If this software gets planted, the victimized visitor will be directed for taking down certain "Facebook media plug-in" so he may watch the movie showing Will Smith's operation. However, the second program actually loads malware onto the end-user's system.
And certainly, irrespective of the number of plug-ins the victim installs, he won't ever get to view what is promised for neither the operation nor the footage ever-existed.
Meanwhile, the fake software actively distributes the bogus message about Will Smith's demise to all the original recipients' contacts whilst this also causes the malware to spread.

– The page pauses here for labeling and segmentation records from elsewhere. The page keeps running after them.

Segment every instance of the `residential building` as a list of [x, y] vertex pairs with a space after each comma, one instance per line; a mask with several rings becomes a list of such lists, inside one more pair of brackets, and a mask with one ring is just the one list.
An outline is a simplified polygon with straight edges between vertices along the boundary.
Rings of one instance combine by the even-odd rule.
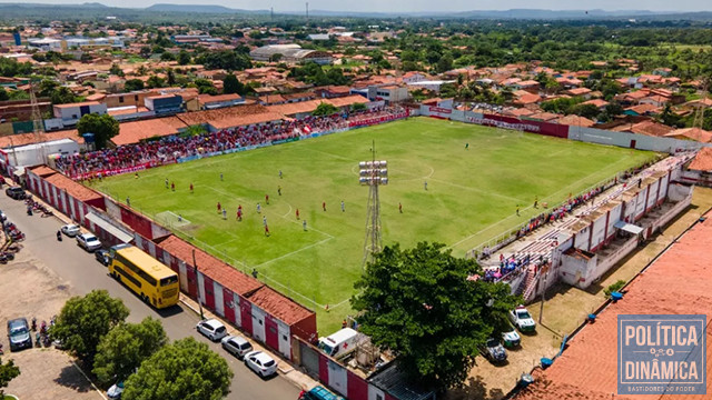
[[63, 124], [73, 124], [88, 113], [105, 114], [107, 104], [98, 101], [85, 101], [68, 104], [55, 104], [52, 107], [55, 118], [62, 120]]

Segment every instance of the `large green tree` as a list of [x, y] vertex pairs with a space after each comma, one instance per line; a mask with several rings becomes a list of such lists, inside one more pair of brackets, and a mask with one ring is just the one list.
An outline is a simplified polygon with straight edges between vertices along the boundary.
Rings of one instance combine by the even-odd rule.
[[4, 394], [2, 388], [7, 388], [11, 380], [20, 374], [20, 369], [14, 364], [12, 360], [2, 363], [0, 360], [0, 397]]
[[128, 316], [129, 309], [120, 299], [111, 298], [106, 290], [92, 290], [85, 297], [67, 300], [51, 333], [91, 366], [101, 339]]
[[[469, 281], [482, 269], [444, 244], [386, 247], [356, 282], [352, 306], [374, 344], [390, 350], [413, 379], [438, 388], [461, 386], [477, 347], [506, 326], [520, 301], [506, 283]], [[498, 328], [498, 329], [497, 329]]]
[[194, 338], [165, 346], [125, 382], [123, 400], [219, 400], [229, 392], [227, 361]]
[[120, 323], [99, 342], [93, 373], [105, 384], [123, 381], [167, 342], [159, 320], [147, 317], [141, 323]]
[[237, 80], [237, 77], [228, 73], [225, 79], [222, 79], [222, 93], [225, 94], [231, 94], [231, 93], [238, 93], [238, 94], [245, 94], [245, 84], [243, 84], [243, 82], [240, 82], [239, 80]]
[[79, 131], [79, 136], [93, 133], [97, 149], [103, 149], [109, 139], [119, 134], [119, 121], [109, 114], [83, 114], [77, 123], [77, 130]]

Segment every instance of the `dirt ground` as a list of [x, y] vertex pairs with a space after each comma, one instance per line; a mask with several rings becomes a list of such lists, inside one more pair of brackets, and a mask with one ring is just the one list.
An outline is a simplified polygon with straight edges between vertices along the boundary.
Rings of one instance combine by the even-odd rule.
[[20, 376], [10, 382], [6, 393], [21, 400], [102, 399], [67, 353], [37, 347], [10, 352], [6, 332], [9, 319], [24, 317], [30, 322], [36, 317], [38, 327], [42, 320], [49, 323], [70, 297], [69, 286], [27, 250], [21, 250], [14, 261], [0, 264], [0, 342], [6, 351], [2, 360], [14, 360], [20, 367]]
[[[563, 336], [571, 333], [604, 301], [603, 290], [617, 280], [629, 281], [655, 258], [680, 233], [698, 220], [712, 207], [712, 189], [695, 188], [692, 204], [645, 247], [637, 249], [625, 258], [617, 267], [606, 273], [597, 284], [587, 290], [560, 284], [548, 290], [544, 303], [542, 323], [536, 334], [522, 334], [522, 347], [507, 350], [507, 363], [493, 366], [483, 357], [477, 357], [477, 364], [469, 372], [464, 390], [451, 391], [448, 400], [465, 399], [502, 399], [524, 372], [530, 372], [538, 364], [542, 357], [552, 358], [558, 352]], [[538, 322], [541, 301], [527, 309]]]

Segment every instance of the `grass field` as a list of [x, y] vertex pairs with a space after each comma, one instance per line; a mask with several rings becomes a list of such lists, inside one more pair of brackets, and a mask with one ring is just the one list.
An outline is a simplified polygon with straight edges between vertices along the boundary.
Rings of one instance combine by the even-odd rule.
[[[350, 313], [347, 300], [362, 272], [368, 188], [358, 186], [357, 163], [369, 159], [374, 139], [377, 159], [389, 163], [390, 183], [380, 188], [384, 243], [438, 241], [457, 256], [534, 216], [535, 197], [556, 203], [654, 157], [417, 118], [147, 170], [138, 180], [115, 177], [97, 189], [122, 202], [130, 196], [131, 207], [149, 216], [182, 216], [190, 223], [172, 227], [179, 236], [236, 268], [257, 269], [261, 280], [315, 309], [325, 333]], [[165, 179], [176, 183], [175, 192]], [[218, 201], [227, 207], [227, 220], [217, 212]], [[238, 204], [241, 222], [235, 217]]]

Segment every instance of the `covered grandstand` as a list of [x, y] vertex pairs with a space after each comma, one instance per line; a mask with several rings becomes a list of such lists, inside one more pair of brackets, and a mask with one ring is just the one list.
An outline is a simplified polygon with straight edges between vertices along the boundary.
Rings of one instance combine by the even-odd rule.
[[[277, 56], [279, 54], [279, 56]], [[281, 61], [291, 63], [316, 62], [318, 64], [329, 64], [333, 61], [332, 54], [325, 51], [303, 49], [299, 44], [270, 44], [263, 46], [249, 52], [249, 57], [255, 61]]]

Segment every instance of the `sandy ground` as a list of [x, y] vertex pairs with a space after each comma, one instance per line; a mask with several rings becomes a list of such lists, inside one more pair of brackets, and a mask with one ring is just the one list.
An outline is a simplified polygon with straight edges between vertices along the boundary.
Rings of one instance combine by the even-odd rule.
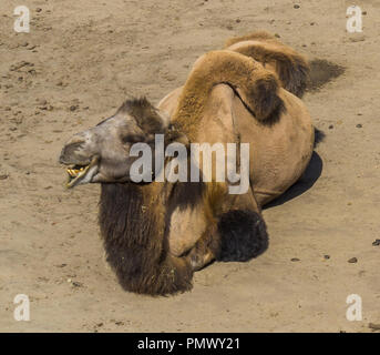
[[[343, 0], [297, 9], [286, 0], [25, 0], [30, 33], [13, 31], [19, 1], [2, 0], [0, 331], [371, 332], [380, 323], [380, 2], [359, 2], [367, 13], [353, 36]], [[314, 168], [264, 211], [263, 256], [215, 263], [175, 297], [123, 292], [104, 262], [99, 186], [64, 190], [62, 144], [126, 94], [157, 102], [198, 55], [259, 29], [346, 69], [305, 97], [326, 133]], [[30, 297], [29, 322], [13, 320], [17, 294]], [[346, 318], [350, 294], [362, 298], [361, 322]]]

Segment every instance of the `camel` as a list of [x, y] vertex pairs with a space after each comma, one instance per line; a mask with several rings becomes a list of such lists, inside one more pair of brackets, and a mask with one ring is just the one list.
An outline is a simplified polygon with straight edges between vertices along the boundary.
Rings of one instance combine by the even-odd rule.
[[[315, 131], [296, 95], [304, 90], [299, 73], [306, 62], [275, 59], [264, 67], [255, 55], [259, 52], [264, 60], [265, 41], [247, 43], [243, 38], [203, 54], [184, 87], [156, 106], [145, 98], [129, 99], [114, 115], [64, 144], [60, 163], [68, 169], [68, 187], [101, 184], [101, 235], [107, 262], [125, 291], [148, 295], [189, 291], [194, 272], [209, 263], [246, 262], [267, 250], [261, 207], [301, 176]], [[240, 53], [239, 43], [254, 50]], [[275, 58], [280, 58], [278, 53]], [[134, 182], [130, 171], [138, 158], [130, 152], [141, 142], [154, 149], [157, 134], [163, 134], [165, 146], [181, 143], [186, 149], [192, 143], [247, 143], [248, 191], [230, 194], [230, 182], [214, 176], [210, 182]], [[170, 162], [166, 156], [158, 171]], [[160, 165], [155, 155], [153, 165]]]

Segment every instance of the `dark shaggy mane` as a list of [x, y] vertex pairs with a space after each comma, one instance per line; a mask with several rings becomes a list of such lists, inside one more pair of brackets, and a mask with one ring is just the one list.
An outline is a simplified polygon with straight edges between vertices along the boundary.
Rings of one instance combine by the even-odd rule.
[[99, 223], [107, 262], [124, 290], [166, 295], [192, 288], [193, 272], [168, 253], [165, 214], [147, 185], [102, 184]]

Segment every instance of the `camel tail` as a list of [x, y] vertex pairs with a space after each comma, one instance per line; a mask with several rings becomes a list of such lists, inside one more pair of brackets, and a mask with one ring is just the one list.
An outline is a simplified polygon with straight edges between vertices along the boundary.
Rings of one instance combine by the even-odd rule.
[[195, 62], [172, 121], [187, 134], [196, 132], [194, 126], [202, 119], [210, 91], [219, 83], [230, 85], [258, 121], [270, 121], [284, 109], [278, 95], [280, 82], [275, 73], [253, 58], [219, 50]]
[[266, 32], [251, 33], [227, 41], [228, 50], [254, 58], [265, 67], [270, 64], [283, 88], [301, 98], [309, 81], [307, 59]]

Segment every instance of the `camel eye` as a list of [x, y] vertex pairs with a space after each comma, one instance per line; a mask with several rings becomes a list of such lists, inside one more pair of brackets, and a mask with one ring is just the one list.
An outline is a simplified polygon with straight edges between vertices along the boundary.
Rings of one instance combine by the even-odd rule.
[[122, 138], [122, 141], [124, 144], [126, 143], [140, 143], [140, 142], [144, 142], [144, 136], [141, 135], [141, 134], [127, 134], [127, 135], [124, 135]]

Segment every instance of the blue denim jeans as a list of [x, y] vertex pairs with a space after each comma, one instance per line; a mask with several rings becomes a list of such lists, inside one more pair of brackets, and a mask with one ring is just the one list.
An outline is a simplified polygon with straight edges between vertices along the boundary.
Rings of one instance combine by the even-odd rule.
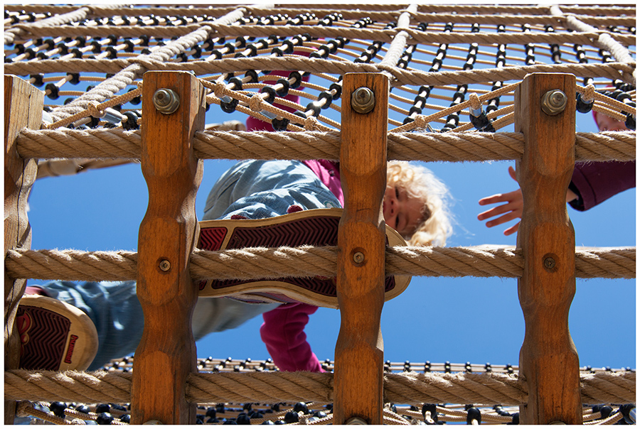
[[[339, 207], [333, 193], [299, 161], [245, 161], [218, 179], [205, 205], [203, 220], [234, 214], [263, 219], [284, 214], [292, 205], [303, 210]], [[142, 336], [142, 308], [134, 281], [56, 281], [42, 285], [49, 296], [74, 305], [91, 318], [98, 332], [98, 351], [89, 367], [133, 353]], [[198, 300], [192, 327], [196, 340], [240, 326], [278, 304], [249, 304], [224, 298]]]

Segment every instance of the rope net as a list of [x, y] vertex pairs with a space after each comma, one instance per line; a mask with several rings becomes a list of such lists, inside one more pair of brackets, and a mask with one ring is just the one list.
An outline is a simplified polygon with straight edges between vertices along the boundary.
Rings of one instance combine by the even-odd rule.
[[[18, 416], [36, 423], [125, 424], [133, 361], [130, 356], [114, 359], [92, 373], [9, 371], [5, 397], [19, 400]], [[329, 424], [334, 362], [326, 359], [322, 366], [328, 372], [280, 373], [270, 359], [201, 359], [186, 396], [198, 403], [202, 423]], [[385, 424], [518, 424], [518, 406], [526, 402], [517, 366], [387, 361], [384, 369]], [[624, 405], [634, 398], [634, 390], [629, 391], [634, 371], [583, 366], [580, 379], [585, 424], [634, 424], [634, 406]], [[235, 400], [220, 401], [221, 395]], [[40, 401], [23, 400], [27, 396]]]
[[[513, 132], [514, 89], [528, 73], [575, 75], [577, 114], [604, 113], [635, 129], [635, 7], [629, 5], [6, 5], [4, 70], [46, 93], [42, 129], [24, 129], [17, 139], [20, 155], [40, 160], [41, 171], [75, 173], [138, 160], [142, 75], [149, 70], [192, 72], [206, 88], [207, 117], [229, 114], [230, 121], [210, 122], [196, 134], [201, 158], [337, 160], [342, 76], [362, 72], [390, 77], [389, 159], [517, 160], [523, 139]], [[291, 132], [245, 132], [249, 116], [271, 123], [277, 131]], [[576, 159], [635, 159], [635, 139], [634, 131], [578, 133]], [[280, 259], [281, 264], [298, 270], [303, 256], [316, 259], [316, 270], [326, 265], [327, 273], [304, 275], [335, 271], [335, 249], [279, 250], [277, 255], [267, 249], [268, 254], [258, 256]], [[192, 276], [206, 278], [215, 270], [250, 278], [257, 273], [255, 266], [268, 263], [256, 263], [252, 252], [196, 251]], [[7, 253], [5, 263], [16, 278], [134, 278], [137, 255], [122, 253], [15, 249]], [[225, 254], [224, 264], [217, 262], [218, 253]], [[578, 276], [635, 277], [634, 247], [578, 249], [576, 256]], [[522, 272], [521, 256], [513, 249], [394, 249], [388, 251], [387, 265], [389, 272], [414, 276], [517, 277]], [[265, 276], [264, 271], [260, 273]], [[132, 360], [114, 362], [105, 374], [126, 375]], [[332, 370], [331, 362], [325, 366]], [[481, 366], [449, 364], [447, 370], [446, 364], [430, 369], [425, 363], [388, 363], [385, 370], [390, 374], [486, 371], [486, 366]], [[489, 369], [494, 374], [502, 371]], [[267, 361], [209, 358], [199, 361], [198, 369], [243, 374], [276, 369]], [[503, 369], [506, 376], [517, 374], [517, 367]], [[582, 369], [585, 377], [594, 372], [599, 376], [610, 371]], [[632, 374], [634, 383], [634, 371], [614, 371], [619, 372]], [[6, 373], [6, 389], [11, 374]], [[63, 396], [62, 391], [55, 392]], [[585, 423], [631, 423], [629, 407], [621, 404], [633, 402], [633, 396], [617, 397], [617, 402], [604, 397], [590, 402], [604, 405], [585, 408]], [[511, 423], [521, 403], [514, 400], [501, 406], [505, 403], [487, 398], [466, 406], [444, 406], [444, 400], [398, 405], [411, 403], [406, 398], [389, 401], [386, 423]], [[23, 401], [18, 415], [58, 423], [79, 423], [75, 419], [86, 416], [100, 418], [95, 401], [87, 402], [85, 413], [70, 411], [79, 408], [79, 403], [60, 412], [53, 399], [48, 401]], [[265, 406], [247, 400], [244, 406], [214, 402], [198, 407], [204, 423], [222, 423], [223, 417], [239, 420], [242, 414], [252, 423], [331, 422], [330, 401], [305, 404], [310, 413], [297, 410], [299, 404], [280, 401]], [[494, 405], [473, 406], [480, 402]], [[119, 416], [127, 414], [126, 405], [122, 408], [112, 404], [112, 424], [125, 422]], [[316, 411], [326, 416], [314, 416]], [[54, 414], [59, 420], [51, 420]]]

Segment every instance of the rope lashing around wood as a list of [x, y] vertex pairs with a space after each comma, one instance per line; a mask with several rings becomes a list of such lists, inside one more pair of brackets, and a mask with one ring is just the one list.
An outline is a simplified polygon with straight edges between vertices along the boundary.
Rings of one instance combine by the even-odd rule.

Phony messages about celebrity deaths have been observed as getting increasingly frequent on social-networking websites because during September-end 2013, Jackie Chan another superstar from Hollywood became a similar victim of spam relating to fake death news.
Incase celebrities of high-profile nature like Jackie Chan or Will Smith pass away, the news are sure to be covered in mainstream media. Besides, accessing reputable news-sites will fast disclose whether such death news are/aren't true.
Therefore, whenever anyone gets an e-mail or message on social-media asserting a celebrity is no more, it's best to authenticate it through any well-known news site prior to passing it to friends, specialists suggest.